A review was conducted by interdisciplinary researchers to investigate the transmission of respiratory viruses through the air. It was concluded by the authors that most of the respiratory viruses transmit themselves through aerosols. The most dominant transmission route was noted to be airborne for all respiratory diseases.
Lower respiratory tract infections were the seventh most common cause of death in 2016, in the United States. Over 95,000 deaths were attributed to this.
More Cause For Concern With Regards To Airborne Transmission
Inhaling droplets from coughs and sneezes and contact with contaminated surfaces were believed to be the main modes of transmission for respiratory diseases by experts. It was found that aerosols may be the most dominant route by a comprehensive review of 206 studies. The authors say that aerosols are tiny particles that are so small that they remain suspended in the air.
Aerosols are produced by talking, breathing, coughing, and sneezing. More of the virus is transferred by talking and breathing as they are more regular activities when compared to coughing and sneezing.
Aerosols, according to the authors can remain suspended for prolonged periods of time, accumulate in the air and also travel long distances.
On the contrary, droplets are larger particles that find their source in coughing and sneezing. This can carry infection over a distance of 0.2 meters which is the optimum distance for the transfer of infection.
More of the virus is carried by aerosols. Droplets, which are larger cannot reach the lower respiratory tract, unlike aerosols which can go deep into the lung tissues. It is hoped by the authors that better ways to prevent infection can be designed by understanding the transmission route better.
Prof. Chia Wang said that at the beginning of this outbreak, he decided to conduct a literature review on this topic. He did so in order to understand the transmission pathways of Covid and other respiratory viruses better.

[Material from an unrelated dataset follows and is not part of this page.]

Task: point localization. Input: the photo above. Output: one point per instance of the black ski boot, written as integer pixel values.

A critical care medicine specialist, Dr. Shahyar Thomas Yadegar said that in the air, small viral particles remain for a long time even after a person has left the area.
He is also the medical director of the ICU at Providence Cedars-Sinai Tarzana Medical Center. He said that these particles can cause infection in healthy people, and this should change how healthcare providers and public health officials view and approach respiratory diseases. This rethinking is required especially with Covid as it evades full scientific and clinical understanding.
The size of the aerosol and the ability of the human respiratory tract to clear aerosols that have been inhaled are impacted by relative humidity.
Respiratory aerosols, under a relative humidity of 80% can reach a size that is up to 40% smaller than it usually is.
The implication of this is that the respiratory tract is more easily penetrated by the virus.
In conditions of low relative humidity, less efficiency is exhibited by the mucus in the lungs which helps in clearing particles that have been inhaled.
The reason why influenza and some common cold viruses are seasonal is due to certain respiratory viruses being more susceptible to changes in relative humidity.
It has been shown by some research that humidity and temperature have some impact.
The effects of access to tests, behavior in cold weather will be hard to disentangle.
Until a majority of people have some form of protection, this will not be possible.
Prof. Wang said that airborne transmission as a major transmission pathway, not only for Covid but also for many other viruses that affect the respiratory system, is one of the important findings of this study.
Dr. Shahyar added that these findings take a big step towards reducing disease prevalence.
With over 15 years as a practicing journalist, Nikki Attkisson found herself at Powdersville Post now after working at several other publications. She is an award-winning journalist with an entrepreneurial spirit and worked as a journalist covering technology, innovation, environmental issues, politics, health etc. Nikki Attkisson has also worked on product development, content strategy, and editorial management for numerous media companies. She began her career at local news stations and worked as a reporter in national newspapers.